Тетушка Фелисити забралась в задний отсек, и педали и рычаг передо мной начали двигаться словно сами по себе.
Воздушный дроссель сбросил заслонку, и мы тронулись с места.
Висто превратилось в размытое пятно. Букшоу медленно вращался в отдалении, как будто это он находится на вертушке, а мы стоим на месте.
А потом земля упала вниз, и второй раз в своей жизни я полетела.
«Голубого призрака» бросило в сторону и дернуло, когда рычаг передо мной двинулся в своем гнезде.
Тетушка Фелисити пыталась привлечь мое внимание.
Я повернула голову и сумела лишь мельком ее увидеть. Она тыкала костлявым пальцем в летный шлем, который, должно быть, выкопала в недрах кабины, и явно давала мне понять, чтобы я сделала то же самое.
Я полезла под сиденье и, как и следовало ожидать, там нашелся такой же шлем.
Теперь рычаг снова задергался, обернувшись, я увидела, что тетушка Фелисити машет концом резинового шланга. Она приложила его к уху, потом ко рту и снова к уху.

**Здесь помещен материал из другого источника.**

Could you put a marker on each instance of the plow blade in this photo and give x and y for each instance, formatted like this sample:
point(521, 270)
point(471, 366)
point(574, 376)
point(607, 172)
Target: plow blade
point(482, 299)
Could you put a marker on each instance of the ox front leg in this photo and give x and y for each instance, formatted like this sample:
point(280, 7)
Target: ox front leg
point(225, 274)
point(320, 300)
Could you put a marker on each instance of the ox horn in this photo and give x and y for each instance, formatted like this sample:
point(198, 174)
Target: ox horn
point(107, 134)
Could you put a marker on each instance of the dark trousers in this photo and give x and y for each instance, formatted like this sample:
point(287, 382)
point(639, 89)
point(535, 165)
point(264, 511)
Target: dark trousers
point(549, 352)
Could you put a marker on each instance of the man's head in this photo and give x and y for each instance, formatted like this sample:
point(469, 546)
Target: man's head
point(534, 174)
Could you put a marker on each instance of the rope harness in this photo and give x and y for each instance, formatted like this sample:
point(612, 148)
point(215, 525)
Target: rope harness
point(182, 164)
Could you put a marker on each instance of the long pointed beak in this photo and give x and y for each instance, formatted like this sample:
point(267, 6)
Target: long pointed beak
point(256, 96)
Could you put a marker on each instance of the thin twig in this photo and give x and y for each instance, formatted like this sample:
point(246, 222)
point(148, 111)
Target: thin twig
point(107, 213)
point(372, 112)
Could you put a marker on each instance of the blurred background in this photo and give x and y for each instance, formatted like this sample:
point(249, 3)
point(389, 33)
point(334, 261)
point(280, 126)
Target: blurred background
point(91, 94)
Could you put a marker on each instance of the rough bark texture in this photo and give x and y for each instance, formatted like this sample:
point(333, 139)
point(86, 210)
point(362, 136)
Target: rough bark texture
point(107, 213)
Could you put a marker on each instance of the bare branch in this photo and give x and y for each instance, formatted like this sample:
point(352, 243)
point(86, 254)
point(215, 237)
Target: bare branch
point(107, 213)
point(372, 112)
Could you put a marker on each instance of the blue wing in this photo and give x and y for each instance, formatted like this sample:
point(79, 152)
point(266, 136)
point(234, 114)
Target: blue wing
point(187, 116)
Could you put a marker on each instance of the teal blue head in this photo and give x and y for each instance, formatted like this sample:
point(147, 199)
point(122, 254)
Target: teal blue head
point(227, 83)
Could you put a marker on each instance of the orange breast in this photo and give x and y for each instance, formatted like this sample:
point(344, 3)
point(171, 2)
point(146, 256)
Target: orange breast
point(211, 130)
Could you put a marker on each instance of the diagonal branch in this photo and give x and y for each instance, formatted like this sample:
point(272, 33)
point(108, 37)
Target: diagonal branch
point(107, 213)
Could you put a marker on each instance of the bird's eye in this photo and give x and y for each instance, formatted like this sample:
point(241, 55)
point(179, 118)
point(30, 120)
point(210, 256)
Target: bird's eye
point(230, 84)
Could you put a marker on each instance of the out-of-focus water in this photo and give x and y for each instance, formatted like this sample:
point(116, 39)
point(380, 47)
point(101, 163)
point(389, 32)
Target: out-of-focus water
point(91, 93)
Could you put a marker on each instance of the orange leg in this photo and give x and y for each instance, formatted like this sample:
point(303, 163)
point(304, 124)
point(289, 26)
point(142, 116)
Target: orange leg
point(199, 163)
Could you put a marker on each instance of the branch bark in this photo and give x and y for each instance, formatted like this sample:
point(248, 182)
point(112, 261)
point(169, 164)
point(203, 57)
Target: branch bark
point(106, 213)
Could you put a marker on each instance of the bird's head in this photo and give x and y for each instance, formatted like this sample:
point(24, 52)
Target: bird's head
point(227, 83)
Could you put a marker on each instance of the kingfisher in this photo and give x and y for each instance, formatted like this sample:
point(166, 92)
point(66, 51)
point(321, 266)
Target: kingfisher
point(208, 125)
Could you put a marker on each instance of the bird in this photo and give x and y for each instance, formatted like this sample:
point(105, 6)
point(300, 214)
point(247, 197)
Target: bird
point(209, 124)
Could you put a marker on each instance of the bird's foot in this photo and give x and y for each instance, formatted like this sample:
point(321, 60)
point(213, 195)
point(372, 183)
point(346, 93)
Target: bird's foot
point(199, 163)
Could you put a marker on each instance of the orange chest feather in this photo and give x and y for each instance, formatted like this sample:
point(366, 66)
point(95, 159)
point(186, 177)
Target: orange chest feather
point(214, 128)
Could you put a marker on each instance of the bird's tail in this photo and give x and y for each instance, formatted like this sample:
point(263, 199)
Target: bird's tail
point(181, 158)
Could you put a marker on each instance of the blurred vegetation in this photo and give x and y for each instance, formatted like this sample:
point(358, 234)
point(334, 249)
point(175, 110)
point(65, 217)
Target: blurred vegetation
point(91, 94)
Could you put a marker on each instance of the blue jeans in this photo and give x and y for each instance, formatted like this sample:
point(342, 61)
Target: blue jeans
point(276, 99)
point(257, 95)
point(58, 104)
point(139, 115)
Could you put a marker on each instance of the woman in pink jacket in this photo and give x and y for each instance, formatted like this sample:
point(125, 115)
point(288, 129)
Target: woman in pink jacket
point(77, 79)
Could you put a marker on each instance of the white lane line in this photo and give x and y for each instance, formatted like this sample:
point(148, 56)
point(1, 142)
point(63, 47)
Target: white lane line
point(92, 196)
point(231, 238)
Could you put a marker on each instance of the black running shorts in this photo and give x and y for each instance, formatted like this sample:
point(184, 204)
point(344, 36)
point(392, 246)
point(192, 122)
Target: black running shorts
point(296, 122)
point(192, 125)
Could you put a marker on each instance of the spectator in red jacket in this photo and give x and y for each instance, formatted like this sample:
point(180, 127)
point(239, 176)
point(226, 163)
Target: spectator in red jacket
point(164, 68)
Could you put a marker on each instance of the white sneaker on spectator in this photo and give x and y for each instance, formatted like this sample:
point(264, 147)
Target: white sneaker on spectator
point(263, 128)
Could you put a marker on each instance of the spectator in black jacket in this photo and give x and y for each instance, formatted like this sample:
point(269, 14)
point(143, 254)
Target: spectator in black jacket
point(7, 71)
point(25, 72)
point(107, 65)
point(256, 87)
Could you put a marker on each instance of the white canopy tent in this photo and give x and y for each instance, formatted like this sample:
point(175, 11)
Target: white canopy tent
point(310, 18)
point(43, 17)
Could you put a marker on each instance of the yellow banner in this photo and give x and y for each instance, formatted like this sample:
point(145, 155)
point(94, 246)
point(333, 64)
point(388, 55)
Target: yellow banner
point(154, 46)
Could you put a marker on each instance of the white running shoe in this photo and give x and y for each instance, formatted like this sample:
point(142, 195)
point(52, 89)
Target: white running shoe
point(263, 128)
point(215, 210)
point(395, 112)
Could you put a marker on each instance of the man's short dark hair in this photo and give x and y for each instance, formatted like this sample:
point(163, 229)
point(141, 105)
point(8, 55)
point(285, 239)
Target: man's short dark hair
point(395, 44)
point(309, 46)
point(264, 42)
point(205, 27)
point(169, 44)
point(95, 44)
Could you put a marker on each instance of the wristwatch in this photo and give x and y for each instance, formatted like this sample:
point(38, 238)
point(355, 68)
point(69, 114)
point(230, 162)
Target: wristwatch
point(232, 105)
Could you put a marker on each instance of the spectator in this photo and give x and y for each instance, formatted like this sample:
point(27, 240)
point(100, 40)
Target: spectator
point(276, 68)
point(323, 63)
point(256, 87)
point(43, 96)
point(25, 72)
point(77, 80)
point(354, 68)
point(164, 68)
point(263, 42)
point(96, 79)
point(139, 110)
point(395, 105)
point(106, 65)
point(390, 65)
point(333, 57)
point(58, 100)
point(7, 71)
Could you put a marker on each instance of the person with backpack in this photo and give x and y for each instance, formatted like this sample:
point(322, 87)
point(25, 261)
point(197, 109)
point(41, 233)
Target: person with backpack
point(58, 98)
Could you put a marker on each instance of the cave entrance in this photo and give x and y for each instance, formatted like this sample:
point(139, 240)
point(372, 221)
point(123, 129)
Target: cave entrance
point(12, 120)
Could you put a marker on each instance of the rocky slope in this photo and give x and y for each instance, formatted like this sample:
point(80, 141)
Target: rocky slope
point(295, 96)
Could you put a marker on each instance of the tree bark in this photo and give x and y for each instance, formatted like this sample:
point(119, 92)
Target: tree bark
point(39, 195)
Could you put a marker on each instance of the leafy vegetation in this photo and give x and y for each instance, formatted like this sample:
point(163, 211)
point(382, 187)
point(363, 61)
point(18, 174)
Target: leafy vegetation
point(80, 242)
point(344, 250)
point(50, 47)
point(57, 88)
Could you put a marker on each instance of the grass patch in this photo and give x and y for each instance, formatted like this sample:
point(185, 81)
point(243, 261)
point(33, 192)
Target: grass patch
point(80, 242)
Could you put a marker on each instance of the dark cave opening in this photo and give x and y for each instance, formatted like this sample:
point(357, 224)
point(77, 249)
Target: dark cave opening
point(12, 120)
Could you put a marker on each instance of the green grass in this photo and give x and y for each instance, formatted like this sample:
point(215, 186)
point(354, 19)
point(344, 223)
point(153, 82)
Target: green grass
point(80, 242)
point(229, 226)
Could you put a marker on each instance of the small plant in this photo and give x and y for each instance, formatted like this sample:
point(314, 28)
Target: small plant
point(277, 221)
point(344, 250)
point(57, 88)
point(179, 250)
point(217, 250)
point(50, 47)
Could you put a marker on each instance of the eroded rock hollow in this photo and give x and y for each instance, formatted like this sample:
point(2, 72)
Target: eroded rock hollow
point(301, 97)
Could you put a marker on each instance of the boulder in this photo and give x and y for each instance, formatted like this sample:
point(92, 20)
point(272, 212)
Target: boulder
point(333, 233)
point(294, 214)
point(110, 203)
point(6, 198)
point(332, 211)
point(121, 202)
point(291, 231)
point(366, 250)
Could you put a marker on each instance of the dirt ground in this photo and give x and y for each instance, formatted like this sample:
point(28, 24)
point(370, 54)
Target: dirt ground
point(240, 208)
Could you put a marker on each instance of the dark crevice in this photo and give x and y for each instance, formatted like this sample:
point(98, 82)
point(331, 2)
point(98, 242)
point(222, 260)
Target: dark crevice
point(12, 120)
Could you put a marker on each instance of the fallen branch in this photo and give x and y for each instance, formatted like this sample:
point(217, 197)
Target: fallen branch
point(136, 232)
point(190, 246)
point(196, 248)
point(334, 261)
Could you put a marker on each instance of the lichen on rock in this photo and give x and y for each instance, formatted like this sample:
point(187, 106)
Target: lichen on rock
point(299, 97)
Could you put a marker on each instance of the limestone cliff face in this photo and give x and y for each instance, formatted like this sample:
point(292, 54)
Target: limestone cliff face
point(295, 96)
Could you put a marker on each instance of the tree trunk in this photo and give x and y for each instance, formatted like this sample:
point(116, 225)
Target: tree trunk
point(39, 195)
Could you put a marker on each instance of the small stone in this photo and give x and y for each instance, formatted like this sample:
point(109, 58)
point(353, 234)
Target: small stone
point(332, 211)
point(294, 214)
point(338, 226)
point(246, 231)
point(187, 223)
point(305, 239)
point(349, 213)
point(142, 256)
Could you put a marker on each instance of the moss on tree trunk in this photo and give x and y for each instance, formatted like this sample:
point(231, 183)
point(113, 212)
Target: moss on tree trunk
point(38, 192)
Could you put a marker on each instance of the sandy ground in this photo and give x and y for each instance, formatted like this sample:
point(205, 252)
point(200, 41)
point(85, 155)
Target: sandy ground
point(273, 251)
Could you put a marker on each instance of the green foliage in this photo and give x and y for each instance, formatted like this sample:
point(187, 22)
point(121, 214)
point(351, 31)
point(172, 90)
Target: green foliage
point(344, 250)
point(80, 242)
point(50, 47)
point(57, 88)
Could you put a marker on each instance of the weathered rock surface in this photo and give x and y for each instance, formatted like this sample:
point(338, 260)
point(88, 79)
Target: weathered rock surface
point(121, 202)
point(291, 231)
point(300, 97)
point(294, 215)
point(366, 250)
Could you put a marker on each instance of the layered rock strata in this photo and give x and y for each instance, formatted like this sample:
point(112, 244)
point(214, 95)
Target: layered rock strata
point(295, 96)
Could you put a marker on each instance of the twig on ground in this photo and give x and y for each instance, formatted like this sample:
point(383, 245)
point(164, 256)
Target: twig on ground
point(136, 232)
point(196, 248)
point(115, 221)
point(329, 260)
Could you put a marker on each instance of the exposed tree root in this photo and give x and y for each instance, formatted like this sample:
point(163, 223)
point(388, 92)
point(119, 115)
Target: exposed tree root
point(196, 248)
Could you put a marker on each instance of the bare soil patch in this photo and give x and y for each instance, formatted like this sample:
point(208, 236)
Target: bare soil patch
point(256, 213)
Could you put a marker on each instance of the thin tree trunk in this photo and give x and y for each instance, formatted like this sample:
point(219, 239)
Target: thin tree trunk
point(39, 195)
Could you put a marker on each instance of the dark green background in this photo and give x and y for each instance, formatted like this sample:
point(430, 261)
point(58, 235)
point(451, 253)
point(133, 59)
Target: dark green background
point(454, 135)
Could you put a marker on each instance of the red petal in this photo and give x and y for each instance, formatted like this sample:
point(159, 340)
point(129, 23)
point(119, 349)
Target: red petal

Сначала я подумала было, что она хочет меня развлечь: что она копирует обложку какого-нибудь журнала, специализирующегося на сенсациях, вроде «Захватывающих историй», где пилот на высоте в пять тысяч футов борется с боа-констриктором, которого спрятал в кабине гнусный злодей, пока до меня не дошло, что рядом со мной есть такая же штука и тетушка Фелисити хочет, чтобы я ею воспользовалась, для того чтобы слушать и говорить.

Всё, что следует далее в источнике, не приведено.